La Cour de cassation continue la construction de sa jurisprudence dans l’affrontement protection de la vie privée du salarié et droit à la preuve. Après avoir jugé qu’un employeur ne pouvait licencier un salarié pour avoir tenu des propos insultants à l’égard de son supérieur dans le cadre d’échanges privés sur Facebook, même obtenus non frauduleusement, elle a désormais planché le 25 septembre1 sur la portée de la sanction de l’employeur en cas d’atteinte à la vie privée du salarié et a fait émerger une nouvelle subtilité.

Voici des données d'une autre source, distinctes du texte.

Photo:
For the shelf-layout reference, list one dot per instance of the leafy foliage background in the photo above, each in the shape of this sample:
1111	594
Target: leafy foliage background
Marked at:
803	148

L’intimité de la vie privée du salarié se distingue de sa vie privée.
Dans l’une des deux affaires qui lui étaient soumises, le salarié avait été licencié par la RATP au motif que, lors d’un contrôle de police, après son service, il aurait été trouvé en possession de cannabis. Dans l’autre, il avait été licencié en raison de propos échangés lors d’une conversation privée, mais tenue pendant son temps de travail, grâce à l’outil informatique mis à sa disposition par son employeur.

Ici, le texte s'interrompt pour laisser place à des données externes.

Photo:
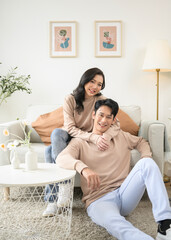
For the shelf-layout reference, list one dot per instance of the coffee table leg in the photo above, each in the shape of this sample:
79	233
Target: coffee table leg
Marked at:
6	193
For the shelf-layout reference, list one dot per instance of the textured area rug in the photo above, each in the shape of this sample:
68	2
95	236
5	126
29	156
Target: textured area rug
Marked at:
55	228
83	228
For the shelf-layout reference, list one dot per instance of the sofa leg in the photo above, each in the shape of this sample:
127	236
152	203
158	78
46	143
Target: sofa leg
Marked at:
6	193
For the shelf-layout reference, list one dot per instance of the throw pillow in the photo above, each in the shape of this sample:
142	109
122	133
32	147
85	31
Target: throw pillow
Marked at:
126	123
46	123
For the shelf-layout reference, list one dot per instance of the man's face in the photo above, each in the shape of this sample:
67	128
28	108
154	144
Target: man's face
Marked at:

« Reste à définir l’intimité, ce « sanctuaire particulièrement protégé », selon le doyen Waquet. »
La conversation n’était pas professionnelle et sans rapport avec sa vie privée stricto sensu, s’agissant de blagues pour lesquelles la Cour de cassation en 2022 avait écarté la qualification de harcèlement sexuel2. Elle était donc privée sans être personnelle. Dans ce cas, la Cour a jugé que « le salarié a droit, même au temps et au lieu de travail, au respect de l’intimité de sa vie privée, ce qui implique le secret des correspondances » et que le licenciement était constitutif de la violation d’une liberté fondamentale.

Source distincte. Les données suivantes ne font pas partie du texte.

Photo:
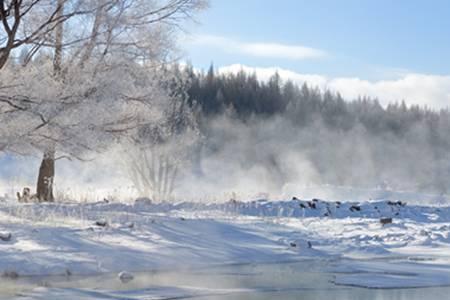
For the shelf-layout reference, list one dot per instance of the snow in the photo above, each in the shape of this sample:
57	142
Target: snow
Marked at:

En conséquence, en dérogation au principe selon lequel la rupture du contrat de travail n’ouvre droit pour le salarié qu’à une réparation indemnitaire, il peut désormais demander l’annulation de son licenciement et solliciter sa réintégration. À l’inverse, si posséder du cannabis dans son véhicule en dehors des heures de service relève de la vie privée et ne peut justifier un licenciement, cela ne relève pas de l’intimité de la vie privée et ne peut justifier la nullité du licenciement.
Si la Cour de cassation, dans les deux cas, confirme que l’employeur n’a pas à juger la vie privée du salarié et que, s’il en prend connaissance, il est tenu d’en faire abstraction, seul le droit au respect de l’intimité de la vie privée est une liberté fondamentale. Reste à définir l’intimité, ce « sanctuaire particulièrement protégé », selon le doyen Waquet : cela devrait être a minima outre la protection de la correspondance, celle de la vie sentimentale et sexuelle, de la santé et du domicile. À suivre.